Во всяких местах, куда мы с Иваном приезжали, он первым делом расспрашивал меня пытливо, какие там самые почитаемые иконы или другие реликвии, и молился перед ними усердно. Потом же просил смиренно настоятеля или протопопа дать ему на время святыню, чтобы еще раз помолиться перед ней в тиши его церкви дворцовой. Некоторые восхищались таким благочестием отрока юного, но были и такие нечестивцы, которые возмущались. Как я понимаю, святые отцы и бояре дворовые, нас в богомолье сопровождавшие, всегда находили слова, чтобы строптивцев усмирить, потому что те святыни я потом во дворце видел. А что иные говорили, будто Ивана с двором только оклады драгоценные интересовали, то это они врали злоязычно, Иван на эти оклады даже глаз не подымал. Более того, он доски священные из этих окладов извлек и все их сберег, в отличие от окладов, которые во время последовавших бурных событий затерялись. Но то не велика потеря — металл презренный!

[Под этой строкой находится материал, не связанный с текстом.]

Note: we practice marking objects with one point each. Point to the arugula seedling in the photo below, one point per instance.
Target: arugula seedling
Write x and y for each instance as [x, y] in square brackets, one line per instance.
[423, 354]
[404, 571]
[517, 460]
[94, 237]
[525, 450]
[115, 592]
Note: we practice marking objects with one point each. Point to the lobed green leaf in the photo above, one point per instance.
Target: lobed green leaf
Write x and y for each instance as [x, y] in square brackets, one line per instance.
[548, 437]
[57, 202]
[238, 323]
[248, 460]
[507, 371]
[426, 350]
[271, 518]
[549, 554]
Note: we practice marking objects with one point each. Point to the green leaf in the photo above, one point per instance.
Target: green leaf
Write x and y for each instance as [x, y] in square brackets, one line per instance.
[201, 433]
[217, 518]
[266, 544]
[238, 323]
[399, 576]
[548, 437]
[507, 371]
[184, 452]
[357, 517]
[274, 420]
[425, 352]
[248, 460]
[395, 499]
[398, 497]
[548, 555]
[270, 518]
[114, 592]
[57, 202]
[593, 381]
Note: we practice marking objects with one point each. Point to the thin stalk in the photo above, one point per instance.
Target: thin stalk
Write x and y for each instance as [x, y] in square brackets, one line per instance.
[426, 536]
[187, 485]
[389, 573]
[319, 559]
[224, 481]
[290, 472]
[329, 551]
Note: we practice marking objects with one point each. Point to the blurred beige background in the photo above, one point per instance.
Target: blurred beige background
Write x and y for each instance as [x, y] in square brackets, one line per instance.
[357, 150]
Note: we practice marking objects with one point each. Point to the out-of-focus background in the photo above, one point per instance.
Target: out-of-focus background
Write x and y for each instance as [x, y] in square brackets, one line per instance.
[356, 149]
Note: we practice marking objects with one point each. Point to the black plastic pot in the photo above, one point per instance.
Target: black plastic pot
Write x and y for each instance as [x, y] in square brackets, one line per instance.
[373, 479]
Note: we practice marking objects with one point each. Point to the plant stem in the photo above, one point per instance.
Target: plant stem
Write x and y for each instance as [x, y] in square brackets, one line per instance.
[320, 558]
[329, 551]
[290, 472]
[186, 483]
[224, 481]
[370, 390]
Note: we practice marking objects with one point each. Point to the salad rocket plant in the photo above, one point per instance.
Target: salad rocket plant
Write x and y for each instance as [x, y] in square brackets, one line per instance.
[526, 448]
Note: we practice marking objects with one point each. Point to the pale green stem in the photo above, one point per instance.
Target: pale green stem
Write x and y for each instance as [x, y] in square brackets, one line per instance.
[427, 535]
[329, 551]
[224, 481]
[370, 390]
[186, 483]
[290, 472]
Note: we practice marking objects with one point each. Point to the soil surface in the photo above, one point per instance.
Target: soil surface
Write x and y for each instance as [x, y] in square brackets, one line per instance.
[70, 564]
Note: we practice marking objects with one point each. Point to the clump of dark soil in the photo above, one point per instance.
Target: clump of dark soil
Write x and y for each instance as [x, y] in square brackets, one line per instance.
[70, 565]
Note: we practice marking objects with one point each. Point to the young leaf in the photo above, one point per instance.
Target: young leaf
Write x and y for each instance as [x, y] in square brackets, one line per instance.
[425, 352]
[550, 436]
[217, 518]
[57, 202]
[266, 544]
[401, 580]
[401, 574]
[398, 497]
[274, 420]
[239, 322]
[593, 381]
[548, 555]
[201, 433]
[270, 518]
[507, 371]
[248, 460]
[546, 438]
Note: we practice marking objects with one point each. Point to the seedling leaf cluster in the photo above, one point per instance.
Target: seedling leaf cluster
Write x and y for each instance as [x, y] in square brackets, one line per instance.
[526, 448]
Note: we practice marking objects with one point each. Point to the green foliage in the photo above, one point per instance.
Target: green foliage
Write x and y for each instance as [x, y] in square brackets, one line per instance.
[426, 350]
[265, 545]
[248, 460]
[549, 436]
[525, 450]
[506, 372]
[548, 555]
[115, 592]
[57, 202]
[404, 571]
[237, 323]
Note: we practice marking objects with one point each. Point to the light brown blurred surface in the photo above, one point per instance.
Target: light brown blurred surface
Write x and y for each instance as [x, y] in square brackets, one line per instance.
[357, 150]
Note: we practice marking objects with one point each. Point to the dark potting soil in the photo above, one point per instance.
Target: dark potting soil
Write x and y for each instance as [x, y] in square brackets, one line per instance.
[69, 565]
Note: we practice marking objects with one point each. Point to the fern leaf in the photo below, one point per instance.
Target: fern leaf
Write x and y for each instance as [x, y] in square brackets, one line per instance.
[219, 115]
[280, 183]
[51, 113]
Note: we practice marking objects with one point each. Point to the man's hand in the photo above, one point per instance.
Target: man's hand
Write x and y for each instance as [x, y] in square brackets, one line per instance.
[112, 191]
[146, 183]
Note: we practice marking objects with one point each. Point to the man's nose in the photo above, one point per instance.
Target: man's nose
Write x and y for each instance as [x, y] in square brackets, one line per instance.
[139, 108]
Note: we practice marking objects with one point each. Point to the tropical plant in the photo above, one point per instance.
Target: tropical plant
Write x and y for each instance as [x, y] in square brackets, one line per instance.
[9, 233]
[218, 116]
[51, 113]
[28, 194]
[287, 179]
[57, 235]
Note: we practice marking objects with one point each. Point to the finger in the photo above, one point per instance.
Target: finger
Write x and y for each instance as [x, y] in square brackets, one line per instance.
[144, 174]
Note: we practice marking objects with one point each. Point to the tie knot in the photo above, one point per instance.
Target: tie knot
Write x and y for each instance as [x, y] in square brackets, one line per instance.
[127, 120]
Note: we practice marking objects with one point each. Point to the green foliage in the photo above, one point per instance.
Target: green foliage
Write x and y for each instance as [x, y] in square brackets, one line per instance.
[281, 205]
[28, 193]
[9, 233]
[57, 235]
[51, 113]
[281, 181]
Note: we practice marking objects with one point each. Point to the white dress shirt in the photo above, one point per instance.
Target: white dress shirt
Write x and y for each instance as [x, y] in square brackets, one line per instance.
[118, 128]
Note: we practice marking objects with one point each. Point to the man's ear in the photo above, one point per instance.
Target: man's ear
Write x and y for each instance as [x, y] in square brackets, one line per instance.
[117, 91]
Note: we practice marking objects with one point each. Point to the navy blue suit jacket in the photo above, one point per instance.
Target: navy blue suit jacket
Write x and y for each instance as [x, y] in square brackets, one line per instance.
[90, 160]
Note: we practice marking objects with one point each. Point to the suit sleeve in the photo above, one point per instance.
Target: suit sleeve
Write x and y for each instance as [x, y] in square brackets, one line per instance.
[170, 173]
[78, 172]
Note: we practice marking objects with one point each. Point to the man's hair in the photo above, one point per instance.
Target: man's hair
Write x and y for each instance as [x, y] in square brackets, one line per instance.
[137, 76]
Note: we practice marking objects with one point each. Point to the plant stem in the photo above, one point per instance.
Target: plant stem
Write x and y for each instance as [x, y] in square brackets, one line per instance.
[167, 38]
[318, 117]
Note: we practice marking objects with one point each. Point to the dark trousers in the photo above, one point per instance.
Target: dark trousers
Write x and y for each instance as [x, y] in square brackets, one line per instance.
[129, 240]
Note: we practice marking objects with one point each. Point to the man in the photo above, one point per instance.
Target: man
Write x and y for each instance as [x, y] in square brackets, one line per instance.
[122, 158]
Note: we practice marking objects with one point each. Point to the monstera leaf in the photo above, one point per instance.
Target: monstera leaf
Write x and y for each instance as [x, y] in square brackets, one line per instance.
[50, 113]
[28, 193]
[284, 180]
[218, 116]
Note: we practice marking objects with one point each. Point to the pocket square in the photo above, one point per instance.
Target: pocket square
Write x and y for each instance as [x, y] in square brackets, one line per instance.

Между тем во дворце царском шла подготовка к какому-то переезду невиданному. Такие сборы никак нельзя было сокрыть, ведь увязывали все, разве что лавки оставляли да росписи на стенах. Не похоже это было на обычные выезды в Александрову слободу или на богомолья, в частности тем, что было приказано собираться семьям всех людей дворовых и ближних. Пытались это в тайне сохранить, но как только в это дело жены примешались, так слух моментально по всей Москве разнесся. Княгинюшка переполошилась, стала ко мне с расспросами приставать, а я и сам ничего не знаю. Пришлось идти к Никите Романовичу, хоть и не хотелось мне этого.
— Уезжаете? — спрашиваю.
— Уезжаем, — коротко отвечает он.
— Когда?
— Завтра.
— А куда, позвольте полюбопытствовать? — продолжаю я допрос.
— В Слободу, — столь же коротко.
— Не ко времени это, Никита Романович, — попробовал я его урезонить, — сейчас все в Москве решается.
— То, что в Москве решается, можно и в Слободе разрешить, — туманно ответил он, — да и решено все уже, осталось только объявить.